Predicting & preventing London’s next fire using predictive analytics

GeoPlace worked with London Fire Brigade (LFB) on a fire prevention project, utilising machine learning, open data and the national address gazetteer to take their approach to the next level.  

Apollo Gerolymbos, Head of Data Analytics at London Fire says “Many people see us as an emergency response service, but we would prefer that people stay safe by never having an emergency in the first place. We spend more of our time on prevention work than firefighting so it is important that we target prevention at those people and places where fire is most likely to happen. Last year we visited over 83,000 homes to give free home fire safety advice, with over 68,000 of these visits targeted at people who are statistically considered ‘high risk’”. 

LFB commissioned Tudor Thomas, a data scientist through the ASI Data Science fellowship for a six-week project with two phases;  

  1. to build an “address catalogue” with details of every building in London  

  1. analyse this data to predict fires. 

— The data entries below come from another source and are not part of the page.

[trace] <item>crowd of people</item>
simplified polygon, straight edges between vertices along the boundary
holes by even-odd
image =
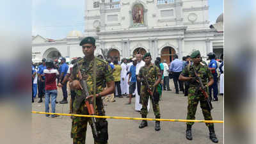
[[[182,60],[179,60],[177,55],[174,55],[173,60],[170,63],[167,63],[166,60],[161,60],[159,57],[157,57],[153,63],[150,53],[146,53],[143,56],[137,54],[134,57],[124,58],[121,61],[118,60],[118,57],[108,57],[106,58],[105,61],[102,55],[94,57],[96,46],[93,37],[85,38],[81,42],[80,45],[83,48],[84,58],[73,60],[69,66],[66,63],[65,58],[61,59],[60,63],[44,58],[39,66],[31,65],[32,102],[34,102],[38,90],[37,95],[39,98],[38,102],[42,102],[43,98],[45,97],[45,112],[49,111],[49,104],[51,102],[51,112],[55,113],[56,104],[58,103],[56,101],[58,86],[61,88],[63,93],[63,99],[60,104],[68,103],[67,84],[69,82],[71,95],[70,113],[86,115],[88,111],[85,109],[84,104],[76,106],[79,103],[77,102],[78,100],[76,99],[76,97],[83,94],[81,92],[82,87],[79,80],[86,79],[90,93],[86,99],[96,97],[97,108],[95,111],[99,115],[104,115],[102,106],[103,103],[115,102],[115,98],[127,97],[129,99],[125,104],[131,104],[132,97],[135,97],[135,110],[140,112],[142,118],[147,118],[150,108],[149,99],[151,99],[156,118],[160,118],[159,101],[162,99],[163,91],[172,90],[169,81],[173,79],[175,93],[179,94],[182,92],[184,96],[188,96],[187,119],[195,118],[195,115],[199,101],[205,119],[212,119],[211,116],[211,109],[207,107],[205,100],[202,98],[203,97],[202,93],[198,92],[198,79],[196,77],[202,78],[202,81],[205,84],[202,88],[209,92],[211,100],[218,101],[218,82],[220,82],[220,93],[223,93],[223,54],[220,58],[221,60],[216,60],[215,54],[210,52],[207,55],[208,61],[206,62],[202,60],[198,51],[193,52],[189,56],[183,57]],[[219,61],[220,62],[218,62]],[[198,74],[195,75],[195,72]],[[213,97],[212,97],[212,90],[213,90]],[[114,95],[111,95],[113,92]],[[103,101],[101,97],[104,97]],[[50,98],[51,98],[51,102]],[[46,116],[49,115],[46,115]],[[51,115],[52,118],[58,115]],[[87,125],[86,118],[73,118],[72,138],[74,143],[85,140],[85,136],[84,138],[81,138],[81,134],[79,132],[83,131],[86,131],[86,129],[77,127],[77,125],[81,126],[81,124]],[[106,126],[106,123],[108,124],[105,119],[99,120],[102,125]],[[187,123],[186,138],[190,140],[192,140],[193,124]],[[206,124],[206,125],[209,129],[211,140],[213,142],[218,142],[213,124]],[[142,120],[139,128],[142,129],[147,125],[147,122]],[[108,128],[108,124],[106,127]],[[102,126],[99,131],[104,129],[106,129],[106,127]],[[160,122],[156,121],[155,130],[160,129]],[[94,137],[94,138],[95,141],[106,142],[108,140],[106,135],[102,135],[101,138]]]

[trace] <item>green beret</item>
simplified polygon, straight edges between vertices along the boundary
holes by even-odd
[[[151,58],[150,52],[147,52],[146,54],[145,54],[145,55],[143,56],[143,59],[148,56],[150,56],[150,58]]]
[[[80,42],[80,46],[82,46],[86,44],[91,44],[93,45],[95,45],[95,39],[92,36],[88,36],[84,38],[82,41]]]
[[[191,55],[190,55],[190,57],[191,58],[196,58],[196,56],[198,56],[198,55],[200,55],[200,51],[195,51],[194,52],[192,52]]]

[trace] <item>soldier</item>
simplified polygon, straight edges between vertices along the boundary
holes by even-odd
[[[140,100],[140,103],[142,104],[142,108],[140,110],[140,113],[142,118],[147,118],[147,115],[148,114],[147,106],[148,98],[150,97],[150,92],[148,90],[150,90],[151,92],[154,93],[152,97],[150,97],[153,104],[154,113],[156,118],[160,118],[160,109],[158,104],[159,93],[157,86],[161,81],[161,74],[159,68],[151,63],[151,60],[150,53],[146,53],[144,55],[143,60],[145,62],[145,65],[140,70],[139,75],[137,77],[138,81],[142,82]],[[139,128],[141,129],[147,125],[147,121],[142,120]],[[156,121],[155,130],[159,131],[160,129],[160,122]]]
[[[88,115],[84,100],[83,100],[80,106],[76,106],[80,103],[77,101],[79,99],[77,99],[77,97],[81,96],[82,93],[82,86],[77,79],[84,79],[86,81],[88,90],[90,95],[86,99],[95,99],[96,115],[105,115],[101,97],[113,92],[115,83],[111,68],[106,61],[94,56],[94,51],[96,49],[94,38],[86,37],[81,42],[80,45],[83,47],[84,57],[74,65],[70,76],[72,81],[70,83],[70,88],[76,92],[73,103],[74,112],[76,114]],[[104,80],[108,86],[106,89],[103,87]],[[77,106],[79,108],[77,108]],[[73,138],[73,143],[85,143],[87,123],[92,124],[91,120],[90,118],[85,117],[75,117],[72,119],[71,138]],[[96,128],[99,132],[97,136],[93,134],[94,143],[108,143],[107,120],[105,118],[96,118]]]
[[[212,75],[207,66],[200,63],[201,56],[199,51],[193,52],[191,55],[191,58],[193,61],[193,63],[186,66],[179,77],[179,80],[189,82],[187,120],[195,120],[197,105],[200,101],[204,119],[205,120],[212,120],[211,108],[202,92],[198,90],[199,83],[195,79],[195,74],[193,70],[201,77],[202,83],[205,85],[204,88],[202,88],[205,92],[207,92],[206,90],[207,88],[209,88],[209,86],[213,84]],[[189,140],[192,140],[191,127],[193,124],[193,122],[187,122],[186,138]],[[211,140],[214,143],[218,143],[218,140],[214,132],[213,124],[205,123],[205,125],[209,127]]]

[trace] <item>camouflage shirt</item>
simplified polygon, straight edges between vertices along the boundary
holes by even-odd
[[[155,81],[157,79],[158,76],[161,76],[161,75],[159,68],[157,67],[150,64],[148,67],[146,67],[145,66],[141,67],[138,76],[140,77],[147,79],[148,81],[148,84],[151,86],[153,85]],[[144,81],[143,83],[145,82]]]
[[[212,74],[208,69],[207,66],[203,65],[200,64],[198,66],[195,67],[194,65],[187,65],[183,69],[181,74],[185,77],[195,77],[195,72],[193,70],[193,67],[194,67],[195,70],[196,70],[198,76],[201,77],[202,82],[204,84],[206,84],[207,81],[210,79],[213,78]],[[191,87],[196,87],[198,85],[198,83],[196,81],[189,81],[189,86]]]
[[[79,67],[83,79],[86,81],[88,90],[90,95],[93,94],[93,63],[95,61],[96,65],[96,93],[102,92],[104,90],[104,83],[114,81],[112,75],[112,69],[109,65],[104,60],[94,58],[91,61],[86,61],[84,58],[79,61],[77,65],[74,65],[72,68],[72,79],[79,79],[78,68]],[[77,96],[82,95],[80,90],[75,90]]]

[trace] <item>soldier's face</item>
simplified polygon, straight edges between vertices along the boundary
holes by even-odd
[[[192,60],[194,63],[198,64],[200,62],[201,56],[197,56],[195,58],[193,58]]]
[[[133,62],[132,62],[132,63],[133,63],[134,65],[137,65],[137,63],[138,63],[137,60],[134,60],[134,61],[133,61]]]
[[[96,46],[93,45],[91,44],[85,44],[82,45],[83,52],[84,56],[92,56],[94,54],[94,51],[96,49]]]
[[[141,55],[140,54],[136,55],[136,60],[140,62],[141,61]]]
[[[151,61],[151,57],[147,56],[147,57],[145,58],[144,61],[146,64],[147,64],[147,65],[150,64],[150,61]]]

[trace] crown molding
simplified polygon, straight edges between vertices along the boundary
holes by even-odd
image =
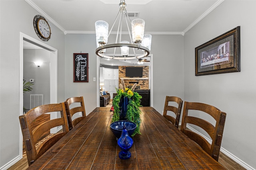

Apollo adds: “Firefighters collect lots of datapoints at the incidents they attend. Coupled with machine generated data and external datasets we find ourselves to be an information rich organisation. It is our responsibility as analysts to find value and insights in this data to contribute to the safety of Londoners and visitors to the capital.” 

To find all addresses within London, LFB used the national address gazetteer which they already use for call handling and mobilising and linked it with extra information: 

LFBs fire history data already contains the UPRN making it easy to link.  The EPC data contains a text address for each record and GeoPlaced matched this data to the UPRN, which resulted in a complete address catalogue with a rich set of attributes to analyse. 

Tudor’s 1st step was to examine past fires in one London borough. For example, whether property tenancy could change the fire risk of a building. Statistical methods can test these assumptions and add rigour to the approach. 

Unfortunately, only weak relationships could be seen, and no single attribute was a strong enough indicator of fire. By combining characteristics in a predictive model, linked by the UPRN, Tudor could build stronger indicators of risk. 

Tudor’s machine learning algorithm also quantified how useful each attribute is once the analysis is complete. The EPC data was found to be very useful, particularly as it gives a strong predictor when other datasets only give weak predictors. 

The next step was to re-train the model on historical data for the whole city to find other properties at risk.  Tudor also removed all properties which have suffered from a fire in the past. The remaining high-risk households could not have been highlighted by historical data alone. 

Apollo said “This analysis gives us the potential to target inspections on a household level and to ensure our fire stations are as prepared as possible for the most likely future demand on our service. Without machine learning techniques we cannot make the best use of the intelligence available to us to target risk”. 

Tudor said “The UPRN was the perfect way to link data from multiple sources to the address catalogue. The predictive power of a machine learning model is only as good as the data we put in. To that end, EPC data was important in predicting where London’s next fire might occur.” 

The project has been instructive in revealing the potential of machine learning with location data.